General Manager Sharon Cullenberg
said NotifyMD has shown it can save time and money – an enticing pitch.

Dorr, the owner of Quilt
Essentials in Auburn, said she’s grown with a mix of approaches, like a
recent Open House and new, less expensive stock. Clientele seem younger
lately. Knitting and quilting classes are filling up faster. It helps that
people can do both from home and make small purchases to keep a project
going, she said.


“I’ve heard lots more people
saying, ‘I want to make sure I’m supporting local business’ after seeing
others close,” said Dorr. “People seem to be more conscious of that.”

Several business owners credited
solid reputations – there’s hardly a better time when reputations come
in handy as when the economy is down.

“In this kind of a market,
people may not be thinking about building a new home, they might not be
thinking of moving up, but needs go on,” said Dan Allen, owner of Allen
& Co. in South Paris, a building and remodeling company. “Trees falling
on houses happen, fires happen, roofs still need to be reroofed. Changes
continue to be made.”


On his backlog: a repeat
customer who needs work on a barn and a surgeon, new to the area, who wants
a remodel and an addition and had several people recommend Allen.


“That’s the way it goes,
I’m wicked established,” Allen said.


All the same, he said: “Anybody
that’s prospering in an economy like this should say, ‘Wow.'”

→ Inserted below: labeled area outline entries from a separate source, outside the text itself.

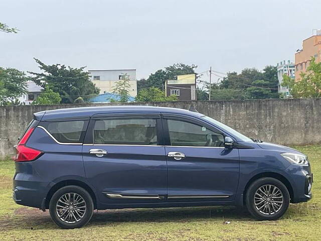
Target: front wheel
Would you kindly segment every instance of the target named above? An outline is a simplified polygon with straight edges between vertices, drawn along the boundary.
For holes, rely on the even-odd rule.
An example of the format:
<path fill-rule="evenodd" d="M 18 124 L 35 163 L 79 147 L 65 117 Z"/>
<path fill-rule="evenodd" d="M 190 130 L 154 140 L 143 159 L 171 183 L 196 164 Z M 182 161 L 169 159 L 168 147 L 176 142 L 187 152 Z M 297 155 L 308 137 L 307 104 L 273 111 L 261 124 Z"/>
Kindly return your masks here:
<path fill-rule="evenodd" d="M 250 185 L 245 201 L 249 212 L 255 218 L 276 220 L 286 211 L 290 203 L 290 195 L 282 182 L 264 177 Z"/>
<path fill-rule="evenodd" d="M 53 221 L 63 228 L 86 224 L 91 218 L 94 205 L 90 195 L 78 186 L 66 186 L 57 191 L 49 204 Z"/>

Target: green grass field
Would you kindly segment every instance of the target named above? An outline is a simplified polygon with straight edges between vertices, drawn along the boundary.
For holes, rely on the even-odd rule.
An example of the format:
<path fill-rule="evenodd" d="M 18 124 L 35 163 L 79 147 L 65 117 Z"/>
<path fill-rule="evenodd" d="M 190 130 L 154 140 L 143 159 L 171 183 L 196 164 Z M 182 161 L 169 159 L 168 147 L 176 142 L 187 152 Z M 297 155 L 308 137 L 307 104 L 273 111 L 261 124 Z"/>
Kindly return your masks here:
<path fill-rule="evenodd" d="M 14 163 L 1 161 L 0 240 L 319 240 L 321 145 L 294 147 L 311 162 L 313 198 L 291 204 L 282 219 L 273 221 L 256 221 L 233 207 L 121 209 L 95 212 L 86 226 L 64 230 L 54 224 L 48 211 L 15 203 Z"/>

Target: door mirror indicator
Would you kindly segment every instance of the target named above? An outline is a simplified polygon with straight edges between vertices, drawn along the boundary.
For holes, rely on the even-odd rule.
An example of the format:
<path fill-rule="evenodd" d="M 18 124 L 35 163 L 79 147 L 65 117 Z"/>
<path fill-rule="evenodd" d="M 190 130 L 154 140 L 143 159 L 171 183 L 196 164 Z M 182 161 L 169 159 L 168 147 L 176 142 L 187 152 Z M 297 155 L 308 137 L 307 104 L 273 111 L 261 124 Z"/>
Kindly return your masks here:
<path fill-rule="evenodd" d="M 224 146 L 226 148 L 232 148 L 234 141 L 230 137 L 225 137 L 224 138 Z"/>

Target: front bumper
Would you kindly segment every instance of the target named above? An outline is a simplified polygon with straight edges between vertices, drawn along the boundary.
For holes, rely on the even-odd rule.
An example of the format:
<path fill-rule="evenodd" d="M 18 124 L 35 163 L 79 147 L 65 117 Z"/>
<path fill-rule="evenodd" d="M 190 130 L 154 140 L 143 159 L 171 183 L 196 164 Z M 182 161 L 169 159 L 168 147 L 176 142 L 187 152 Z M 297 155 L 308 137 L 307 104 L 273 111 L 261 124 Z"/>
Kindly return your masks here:
<path fill-rule="evenodd" d="M 291 184 L 293 188 L 293 196 L 291 202 L 307 202 L 311 199 L 312 186 L 313 182 L 313 174 L 310 167 L 291 165 L 288 168 L 291 178 Z"/>

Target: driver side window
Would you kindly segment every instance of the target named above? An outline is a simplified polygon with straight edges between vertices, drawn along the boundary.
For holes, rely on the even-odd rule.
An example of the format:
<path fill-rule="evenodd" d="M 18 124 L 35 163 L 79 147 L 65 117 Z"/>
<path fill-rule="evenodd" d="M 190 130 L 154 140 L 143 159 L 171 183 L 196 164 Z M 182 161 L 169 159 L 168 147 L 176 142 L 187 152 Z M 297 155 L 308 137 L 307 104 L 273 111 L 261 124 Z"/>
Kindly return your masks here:
<path fill-rule="evenodd" d="M 183 120 L 168 119 L 172 146 L 224 147 L 223 135 L 205 127 Z"/>

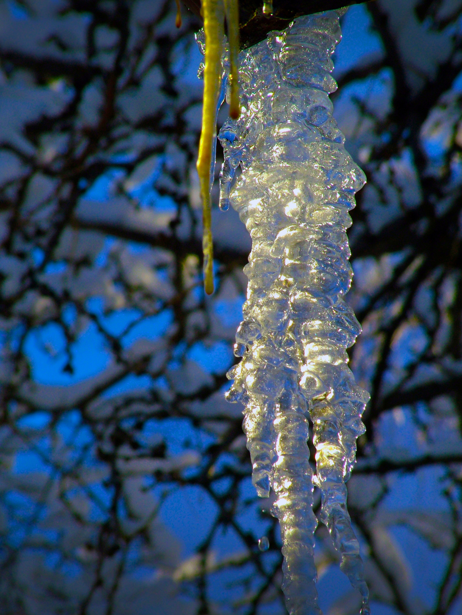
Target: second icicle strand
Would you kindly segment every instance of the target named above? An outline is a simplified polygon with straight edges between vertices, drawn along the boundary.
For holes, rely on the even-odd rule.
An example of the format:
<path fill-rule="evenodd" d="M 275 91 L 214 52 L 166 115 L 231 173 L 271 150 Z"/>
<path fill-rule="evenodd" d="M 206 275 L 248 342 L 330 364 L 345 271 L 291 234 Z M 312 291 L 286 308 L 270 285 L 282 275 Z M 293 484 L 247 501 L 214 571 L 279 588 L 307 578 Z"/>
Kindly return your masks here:
<path fill-rule="evenodd" d="M 229 203 L 252 239 L 241 363 L 227 397 L 245 406 L 244 428 L 258 494 L 276 494 L 290 615 L 319 615 L 316 589 L 313 481 L 321 518 L 341 568 L 369 613 L 359 545 L 345 481 L 355 461 L 368 394 L 346 349 L 360 327 L 343 297 L 352 270 L 345 232 L 362 171 L 346 151 L 329 94 L 337 88 L 330 56 L 342 10 L 300 17 L 239 57 L 241 115 L 227 121 L 220 206 Z M 231 189 L 236 170 L 242 175 Z M 309 461 L 313 424 L 316 475 Z"/>

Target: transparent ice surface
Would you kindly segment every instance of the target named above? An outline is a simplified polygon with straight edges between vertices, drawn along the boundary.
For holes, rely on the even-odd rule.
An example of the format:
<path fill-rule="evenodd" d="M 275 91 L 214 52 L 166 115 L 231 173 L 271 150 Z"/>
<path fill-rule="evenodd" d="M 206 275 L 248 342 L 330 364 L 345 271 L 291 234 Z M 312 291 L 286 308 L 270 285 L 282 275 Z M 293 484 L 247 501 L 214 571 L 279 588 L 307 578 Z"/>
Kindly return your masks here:
<path fill-rule="evenodd" d="M 342 12 L 300 17 L 241 52 L 241 117 L 225 122 L 218 135 L 225 152 L 220 207 L 231 204 L 252 239 L 234 346 L 242 359 L 228 372 L 234 383 L 227 397 L 245 405 L 258 495 L 268 497 L 271 487 L 276 494 L 272 513 L 281 524 L 291 615 L 321 613 L 314 482 L 341 568 L 362 596 L 362 613 L 369 613 L 345 484 L 369 396 L 356 384 L 346 352 L 360 327 L 343 299 L 352 277 L 345 231 L 365 178 L 344 148 L 329 97 L 337 88 L 330 56 Z"/>

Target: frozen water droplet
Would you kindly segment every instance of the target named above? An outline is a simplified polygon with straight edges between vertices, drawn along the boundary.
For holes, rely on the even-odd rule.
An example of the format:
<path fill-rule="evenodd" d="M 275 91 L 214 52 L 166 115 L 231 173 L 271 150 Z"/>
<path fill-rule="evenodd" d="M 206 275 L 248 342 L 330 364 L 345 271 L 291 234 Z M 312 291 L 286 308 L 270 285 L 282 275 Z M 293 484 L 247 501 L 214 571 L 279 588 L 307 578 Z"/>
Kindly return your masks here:
<path fill-rule="evenodd" d="M 222 212 L 227 212 L 229 208 L 229 199 L 220 198 L 218 207 Z"/>
<path fill-rule="evenodd" d="M 260 551 L 268 551 L 269 549 L 269 541 L 266 536 L 261 536 L 258 539 L 258 549 Z"/>

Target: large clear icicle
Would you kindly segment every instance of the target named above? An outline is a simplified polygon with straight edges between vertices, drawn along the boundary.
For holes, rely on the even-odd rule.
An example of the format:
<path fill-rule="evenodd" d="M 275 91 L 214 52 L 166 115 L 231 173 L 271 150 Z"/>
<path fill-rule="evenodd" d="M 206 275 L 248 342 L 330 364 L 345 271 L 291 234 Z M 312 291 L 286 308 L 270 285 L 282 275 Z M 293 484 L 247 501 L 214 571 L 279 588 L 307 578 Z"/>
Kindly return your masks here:
<path fill-rule="evenodd" d="M 359 546 L 346 509 L 361 415 L 368 395 L 346 349 L 360 327 L 344 302 L 351 281 L 345 233 L 365 178 L 343 146 L 329 94 L 343 10 L 300 17 L 239 56 L 241 117 L 218 138 L 225 151 L 220 207 L 250 233 L 241 363 L 228 398 L 245 405 L 244 429 L 258 495 L 276 499 L 291 615 L 319 615 L 313 549 L 313 482 L 341 567 L 369 613 Z M 224 73 L 227 60 L 224 58 Z M 242 174 L 231 188 L 237 167 Z M 313 423 L 317 473 L 306 445 Z"/>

‘Right project, right time’

Glazier said her business
hadn’t seen a serious capital upgrade in about 15 years. The new retail
shop on Route 126 features garden supplies, two greenhouses and will stock
local produce. She and her husband have big plans for their 150 acres:
a pumpkin playland, new fields of pick-your-own fruit, opening the farm
to school tours.


“It was just the right thing
for us to do at the right time. It’s a big undertaking,” she said.


The business will soon go
from four employees to eight.

Agren Appliance & Television
in Auburn debuted a new Sit & Sleep Showroom in February with 10 beds
and 20-plus recliners. Marketing Manager Paul Baribault said that second
floor had been warehouse space.


“We were well into the renovation
when things started to get bad,” he said. “This was looked upon as a means
of broadening our appeal to customers. It seems to be a good decision and
we don’t regret it.”


International Door Corp.
in Lewiston is putting the final touches on its $100,000 upgrade, a project
that added a showroom and conference space where there used to be parking
lot.


The old show space? An oversized
bookcase.


“You had the phone ringing,
contractors coming in and out, and you’d be trying to sell something big
using hand samples,” said President Paul Baril.


“We’d say, ‘Use your imagination,'”
added his son, Manager Jason Baril.


The new, long room has seven
to 10 full-sized garage doors on movable tracks, better to showcase the
thickness, energy rating and styles, Jason said.


It’s been about a 60-40
split, he said, between customers upgrading an existing door and buying
one for new construction. Even now, new homes are going up.


“When we can bring people
in and show them, when they can touch and feel the product, we probably
close 90 percent of the sales,” Paul said.


He believes 2009 volume
will match 2008 – a figure he would be happy with.


“If you’re good at what
you do, good times, bad times, it’ll work out,” Paul said.